If I told you that birthday cakes would be banned forever and there would be no more Christmas, you might get a taste of how I felt when I heard about Jeremy King in his attempts to save his London restaurant, The Wolseley , Piccadilly was outbid. Hospitality group Minor International now has full control over it and eight sister restaurants of Corbin & King and will likely take the group in a different direction.
The place my father called “the best room in London” has woven itself into the rhythm of the way so many Londoners party. It’s a place that excelled at birthdays, anniversaries and moments of triumph, and has unparalleled merriment, a grand but informal theatrical glamour, a distinctly schnitzel-scented view of the old country (for those of us with emigrant blood) and a side nod on the land offered Hollywood’s golden age. Sitting at one of the tables, it wasn’t hard to imagine a starburst of Busby Berkeley chorus girls, framed in a pink bouquet, high-kicking their way through the heavy panel doors. Or Fred Astaire, noisily tapping on the floor above it, desperately asking for a tissue-paper-lined silver tub of hot fries.

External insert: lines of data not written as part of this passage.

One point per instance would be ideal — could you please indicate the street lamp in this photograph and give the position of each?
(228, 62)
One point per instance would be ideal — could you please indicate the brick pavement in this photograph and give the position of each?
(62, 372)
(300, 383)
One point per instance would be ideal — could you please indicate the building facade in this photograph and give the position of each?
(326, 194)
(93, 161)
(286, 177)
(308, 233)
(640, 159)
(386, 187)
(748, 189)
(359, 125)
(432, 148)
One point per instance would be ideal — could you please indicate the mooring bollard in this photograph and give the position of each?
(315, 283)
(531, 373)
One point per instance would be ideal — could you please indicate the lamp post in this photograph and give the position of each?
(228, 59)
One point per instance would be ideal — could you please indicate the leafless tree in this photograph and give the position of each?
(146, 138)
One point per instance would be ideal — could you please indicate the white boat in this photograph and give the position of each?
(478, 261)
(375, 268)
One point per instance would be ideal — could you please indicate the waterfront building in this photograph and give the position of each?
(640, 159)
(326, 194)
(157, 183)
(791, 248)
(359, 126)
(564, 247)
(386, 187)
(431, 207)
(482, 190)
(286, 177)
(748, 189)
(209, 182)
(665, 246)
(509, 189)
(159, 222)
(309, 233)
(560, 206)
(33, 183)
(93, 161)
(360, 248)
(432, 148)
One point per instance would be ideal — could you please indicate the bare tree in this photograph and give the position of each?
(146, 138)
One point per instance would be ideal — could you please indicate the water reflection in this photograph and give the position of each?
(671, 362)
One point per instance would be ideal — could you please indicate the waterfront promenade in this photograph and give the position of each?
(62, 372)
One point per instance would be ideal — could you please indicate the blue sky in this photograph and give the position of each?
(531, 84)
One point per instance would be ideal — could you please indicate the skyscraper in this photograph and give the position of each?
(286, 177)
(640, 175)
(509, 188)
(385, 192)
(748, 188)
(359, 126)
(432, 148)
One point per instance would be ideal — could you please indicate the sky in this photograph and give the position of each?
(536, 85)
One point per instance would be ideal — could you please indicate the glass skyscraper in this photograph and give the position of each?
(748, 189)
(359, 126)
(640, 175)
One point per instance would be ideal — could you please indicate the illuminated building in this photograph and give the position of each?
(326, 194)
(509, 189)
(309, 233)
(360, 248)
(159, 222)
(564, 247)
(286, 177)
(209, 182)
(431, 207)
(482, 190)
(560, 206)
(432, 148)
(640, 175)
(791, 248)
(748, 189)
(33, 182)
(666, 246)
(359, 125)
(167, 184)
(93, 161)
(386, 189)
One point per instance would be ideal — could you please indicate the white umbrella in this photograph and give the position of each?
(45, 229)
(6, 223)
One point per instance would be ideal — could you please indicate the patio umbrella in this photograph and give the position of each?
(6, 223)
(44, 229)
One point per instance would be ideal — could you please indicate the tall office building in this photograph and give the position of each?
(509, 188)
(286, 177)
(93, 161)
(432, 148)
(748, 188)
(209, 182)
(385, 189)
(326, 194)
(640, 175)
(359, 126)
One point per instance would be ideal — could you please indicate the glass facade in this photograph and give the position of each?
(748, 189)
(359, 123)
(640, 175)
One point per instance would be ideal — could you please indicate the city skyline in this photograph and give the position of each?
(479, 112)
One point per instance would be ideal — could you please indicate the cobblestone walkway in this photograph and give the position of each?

The Wolseley quickly became the epitome of good days for me. There we took care of all our rites of passage, knowing that this ceremony would always continue in the best way with joy. The initial radiant greeting behind the counter set the tone: “Good evening, Miss Boyt!”, the choreography of the waiters’ dips and swerves that inspired confidence, the impossibly high vaulted ceiling, the usual reliable food, the zigzag pattern in the marble floor so wild and austere – a furnishing style that could be described as highly monastic jazz. Of course, Jeremy King’s elegant figure – Cary Grantish in perfect tailoring like that magically perceptive uncle you never had – with sincere concern asking how you were doing didn’t hurt. To me, The Wolseley was like that fabled land envisioned by the wistful Dorothy stranded in gray Kansas: “A place where there are no problems . . . ”

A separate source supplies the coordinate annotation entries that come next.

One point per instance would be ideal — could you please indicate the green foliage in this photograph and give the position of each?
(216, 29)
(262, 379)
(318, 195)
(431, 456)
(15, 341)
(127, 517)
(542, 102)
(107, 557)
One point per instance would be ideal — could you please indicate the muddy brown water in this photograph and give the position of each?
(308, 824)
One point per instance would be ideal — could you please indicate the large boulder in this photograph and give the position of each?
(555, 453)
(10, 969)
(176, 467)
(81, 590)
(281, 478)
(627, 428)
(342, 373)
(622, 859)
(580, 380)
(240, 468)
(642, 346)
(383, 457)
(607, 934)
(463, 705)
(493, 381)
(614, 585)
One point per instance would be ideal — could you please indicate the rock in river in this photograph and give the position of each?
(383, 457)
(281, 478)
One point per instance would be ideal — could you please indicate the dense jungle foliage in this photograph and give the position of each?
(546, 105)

Now it feels like the end of that era.
The Wolseley was not only a place to celebrate triumphs, but also a place of great comfort. However abandoned you may be feeling, this restaurant on Piccadilly could turn your mood in half an hour. When falling out of favor with teenagers – “Mom, all you care about are books and grilled fish” – or with editors or with oneself, the comforts available there were second to none. To be treated like a queen is royalty by definition. Now and then I’ve had a banana split in a pout there. What chance does resentment have in the face of caramelized bananas, whipped cream pyramids and raspberry sauce?
The Wolseley was also an escape to elegance after uncertain beginnings. Two fingers for the teacher who once compared me to a barrel in front of the whole class, or a school friend’s lanky mother who told me next to her George III rocking horse, “If you talked to yourself, you wouldn’t notice anyone coming out of a broken one.” Home.” When someone recently suggested that I “maybe could have made it as a hand model,” I headed to The Wolseley and thought of Churchill’s famous saying about champagne: In victory I deserve it. If I lose, I need it.
Of course, big changes in luxury restaurants don’t count for much to many in today’s cost-of-living crisis, but it’s worth remembering that a three-course meal at Zédel, Corbin & King’s huge Parisian brasserie on Sherwood Street is awesome might be available for £16. When I interviewed King eight years ago, he said that the people who spend the least are usually the most interesting. It is a fact that the group treated the staff exceptionally well.
My most treasured memories of The Wolseley are the times I spent with my father. In the last years of his life he walked six out of seven nights, usually accompanied by one of his children, sitting at the right-hand corner table, “like a postage stamp”. We never lived together and for me the restaurant has taken on the character of our home. We had our table, our routines, our shiny jars of shrimp. After all, we knew how to do it.
People joined us – it was a bit like at court – friends and acquaintances with their best anecdotes. I remember the milliner Philip Treacy telling us he brought Elizabeth Taylor hats to Claridges and said she could keep the one she liked best and she said she liked them all. Once the historian Antonia Fraser came up and asked my father, “Who would you say is your favorite child?” It was a piping hot reversal of for a moment King Lear. In a flash, he replied, “The one I’m with, of course.” Phew!
Then songs were sung. Even in his senior year, his ability to memorize lyrics was exceptional. We sang softly at the table as if it were normal, usually from the Great American Songbook, about love gone wrong. Perhaps most poignant of all, we’d try Cole Porter’s “I’ve Still Got My Health” (“so what do I care”) with its extraordinarily wacky opening: “I wasn’t born to stately halls of alabaster / I have ‘I didn’t give Mrs. Astor many eggs.’
After that, an eighty-year-old cab driver named David Goldsmith would often be waiting. He’d been picking my father up since the 1950s and he’d happily name every street he’d ever lived on: Delamere, Clifton, Gloucester, Thorngate, Clarendon. . .
I was having breakfast at The Wolseley on Friday morning when I heard the news. I walked out into the Piccadilly sun and immediately it started snowing.